Did anyone know that there are poisonous spiders in Alaska? Gerrit and I certainly didn’t, until we both had encounters with them. Mine happened earlier this summer on the back of my thigh. It started out feeling like an irritated hair follicle, then spread to about a softball sized lump with a pussy center (delightful I know). Gerrit was bitten by what we now know is “The Hobo” spider a few weeks ago on his knee cap, while crawling underneath the house he was working on at the time. We watched the bite grow from what looked like a minor irritation to a full scale staph infection. His entire leg ended up swelling to three times the normal size, and when his lymph nodes became infected, we had to take a trip to the ER! Why did we let it go so far? you may wonder. I suggested dealing with the scarier bite a little earlier in the process, but we never thought it would turn into staph. What Gerrit has now is a pretty good sized hole in his knee, which has shrunk signigicantly since our trip to the ER. So, for anyone with morbid fascinations, I will attach some photos of the nasty doings of the Hobo spider.
Yesterday was one of Girdwood’s finest: crisp, clear, and brilliantly sunny. We took a trip to Anchorage (35 miles north on the Seward Highway) and I did some snapping with my camera. Being my second fall in Girdwood, this time of year always takes me by surprise. It’s no longer the delightful transition of fall, but the abrupt shift into winter, where one has to remember to start warming up the car, having the down coat around and preparing for that winter bite. I have been craving apples, and lamenting the fact that we pay $2.50 a pound for them up here, when they are so abundant (and free) in Washington. I’ve missed a lot of neighborhood apple pressings in the past few years, hopefully I will be able to attend one soon….

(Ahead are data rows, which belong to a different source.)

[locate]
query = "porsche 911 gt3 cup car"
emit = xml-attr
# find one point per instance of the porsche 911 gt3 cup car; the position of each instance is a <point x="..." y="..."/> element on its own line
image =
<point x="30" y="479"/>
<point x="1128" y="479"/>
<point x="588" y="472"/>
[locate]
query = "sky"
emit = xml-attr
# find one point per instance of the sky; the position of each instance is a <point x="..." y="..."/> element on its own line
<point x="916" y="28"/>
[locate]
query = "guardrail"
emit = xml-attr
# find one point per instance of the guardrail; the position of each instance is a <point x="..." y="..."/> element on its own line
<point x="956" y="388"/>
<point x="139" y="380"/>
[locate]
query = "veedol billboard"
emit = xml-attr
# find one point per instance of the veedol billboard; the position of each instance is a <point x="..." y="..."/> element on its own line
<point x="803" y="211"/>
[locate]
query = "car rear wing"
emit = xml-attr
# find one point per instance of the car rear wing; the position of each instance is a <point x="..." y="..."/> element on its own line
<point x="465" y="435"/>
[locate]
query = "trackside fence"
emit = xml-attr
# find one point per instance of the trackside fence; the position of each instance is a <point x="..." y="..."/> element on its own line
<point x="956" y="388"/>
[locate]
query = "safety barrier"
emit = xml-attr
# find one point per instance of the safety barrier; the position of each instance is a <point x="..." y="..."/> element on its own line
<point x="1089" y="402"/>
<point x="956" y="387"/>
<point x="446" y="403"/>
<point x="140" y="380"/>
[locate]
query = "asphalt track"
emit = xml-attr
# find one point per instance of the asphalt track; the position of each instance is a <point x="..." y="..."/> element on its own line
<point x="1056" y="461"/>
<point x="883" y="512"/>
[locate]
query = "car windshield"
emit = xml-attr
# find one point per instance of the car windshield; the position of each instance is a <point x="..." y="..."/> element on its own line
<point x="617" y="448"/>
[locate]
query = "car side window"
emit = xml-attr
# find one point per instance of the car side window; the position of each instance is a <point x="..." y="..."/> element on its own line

A week ago today, one of my favorite people in the whole world passed away. Darrell J. Dodson, our Reese Hill Road neighbor of many many years; a lover of science, always inquisitive, always ready with a story from the many chapters of his life. He and Annabelle returned to Reese Hill Road somewhere around my second grade year. I can’t quite imagine a world without Darrell. Regrettably, I had not seen him as much as I would have liked the last couple years, living between Alaska and the open road. But I remember clearly our last visit. It was on Solstice 2006, when Gerrit and I departed Whatcom County for our long drive north. We stopped off at his little apartment in Lynden to say goodbye, and I am so grateful that Gerrit was able to meet him, so he has a face to put to all the stories I have about Darrell. I remember how he came out of his apartment to wave as we drove away, the way he always would when one would visit him on Reese Hill Road. He would always walk you out, talk a little bit, light up a smoke and wave you home. That’s how I remember him. I miss him so. We love you Darrell.
This afternoon Gerrit and I enjoyed a refreshing sip of local culture in Anchorage. Out of the blue, our friend Keith (who we don’t see very often) invited us out to the orchestra the other night when we ran into him having a beer. I knew that this type of entertainment was available not so far from little Girdwood, but it was still hugely gratifying to listen to a real orchestra play the Alaska Flag song, and to watch a packed PAC give three ovations to the performers.